Successful Phase III results lead to a New Drug Application (NDA) or Biologics License Application (BLA) submitted to the FDA. The review process typically takes 6 to 12 months, though priority review and breakthrough therapy designations can accelerate this timeline.

Approximately 25-30% of compounds that enter Phase III ultimately receive FDA approval.

Phase IV — Post-Market Surveillance

Purpose

Phase IV studies occur after a drug has been approved and marketed. They serve to:

• Monitor long-term safety in real-world populations
• Identify rare adverse effects not detected in smaller trials
• Explore additional indications
• Study drug interactions and use in special populations (elderly, pediatric, pregnant)
• Fulfill post-marketing commitments required by regulators

Design

• Participants: Thousands to millions (through registries, observational studies, and electronic health records)
• Duration: Ongoing, often spanning years to decades
• Key measures: Rare adverse events, long-term outcomes, real-world effectiveness

Peptides in the Clinical Trial Pipeline

Approved Peptide Drugs

Several peptides have completed the full regulatory pathway:

• Semaglutide (Ozempic, Wegovy) — GLP-1 receptor agonist approved for type 2 diabetes and obesity
• Tirzepatide (Mounjaro, Zepbound) — Dual GIP/GLP-1 agonist approved for diabetes and weight management
• Bremelanotide — Melanocortin receptor agonist approved for hypoactive sexual desire disorder

Peptides in Active Trials

Numerous peptides are currently in various phases of clinical development, including next-generation GLP-1 agonists, antimicrobial peptides, and peptide-drug conjugates for oncology.
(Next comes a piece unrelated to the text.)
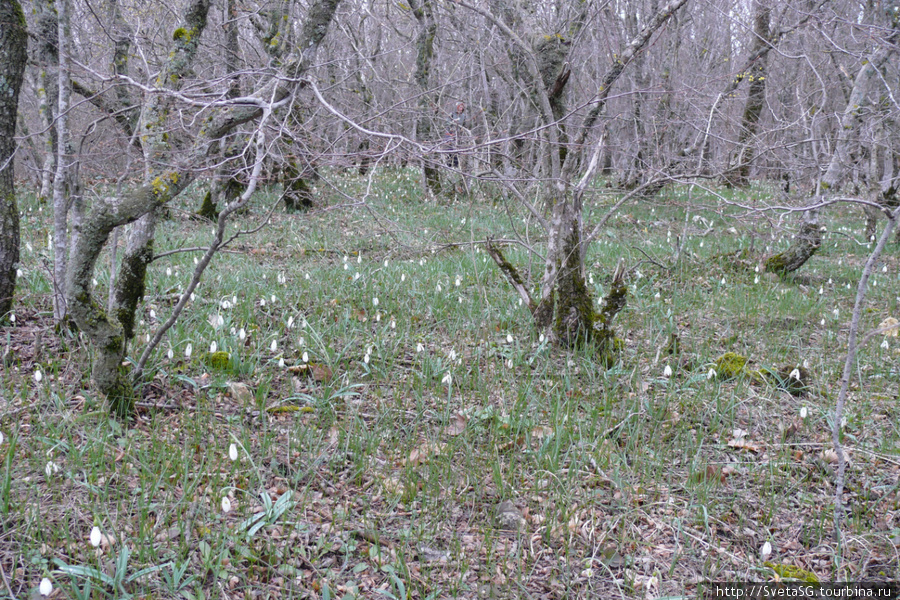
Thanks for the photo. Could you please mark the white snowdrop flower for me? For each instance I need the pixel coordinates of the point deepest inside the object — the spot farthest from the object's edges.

Research Peptides Without Clinical Data

The majority of peptides discussed in the research community — including BPC-157, TB-500, Dihexa, and many others — have not entered formal clinical trials or have only limited early-phase data. Claims of efficacy for these compounds rest primarily on animal model data and should be interpreted accordingly.
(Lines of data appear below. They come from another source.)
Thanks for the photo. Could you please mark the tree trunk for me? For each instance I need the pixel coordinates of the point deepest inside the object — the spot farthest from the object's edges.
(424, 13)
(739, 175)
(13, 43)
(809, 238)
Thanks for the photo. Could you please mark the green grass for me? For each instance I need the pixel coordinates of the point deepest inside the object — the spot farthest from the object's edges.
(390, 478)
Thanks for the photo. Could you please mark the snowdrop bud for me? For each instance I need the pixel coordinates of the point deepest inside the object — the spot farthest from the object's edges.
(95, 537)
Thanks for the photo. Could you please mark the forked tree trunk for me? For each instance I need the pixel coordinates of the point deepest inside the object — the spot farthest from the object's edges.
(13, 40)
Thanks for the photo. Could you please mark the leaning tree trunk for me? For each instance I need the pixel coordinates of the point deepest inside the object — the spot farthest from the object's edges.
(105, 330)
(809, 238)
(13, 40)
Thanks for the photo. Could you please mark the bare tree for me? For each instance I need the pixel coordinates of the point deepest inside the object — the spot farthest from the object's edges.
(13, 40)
Special Regulatory Pathways

Several mechanisms exist to accelerate development for compounds addressing serious conditions:

• Fast Track — More frequent meetings with FDA, eligibility for rolling review
• Breakthrough Therapy — Intensive FDA guidance, expedited review for compounds showing substantial improvement over existing treatments
• Accelerated Approval — Based on surrogate endpoints reasonably likely to predict clinical benefit; post-marketing studies required to confirm benefit
• Priority Review — FDA action within 6 months rather than the standard 10 months

Understanding What Trial Phase Means

When evaluating any peptide, the clinical trial status provides critical context:

Status	What It Means
Preclinical only	Animal/cell data only; no proven human safety or efficacy
Phase I completed	Basic safety established at specific doses; no efficacy data
Phase II ongoing	Preliminary efficacy being evaluated; results not yet confirmed
Phase III completed	Efficacy confirmed in large trials; likely nearing approval
FDA approved	Full regulatory review completed; benefit-risk deemed acceptable

This framework helps calibrate expectations and prevents the common error of treating early-stage or preclinical findings as established medical facts.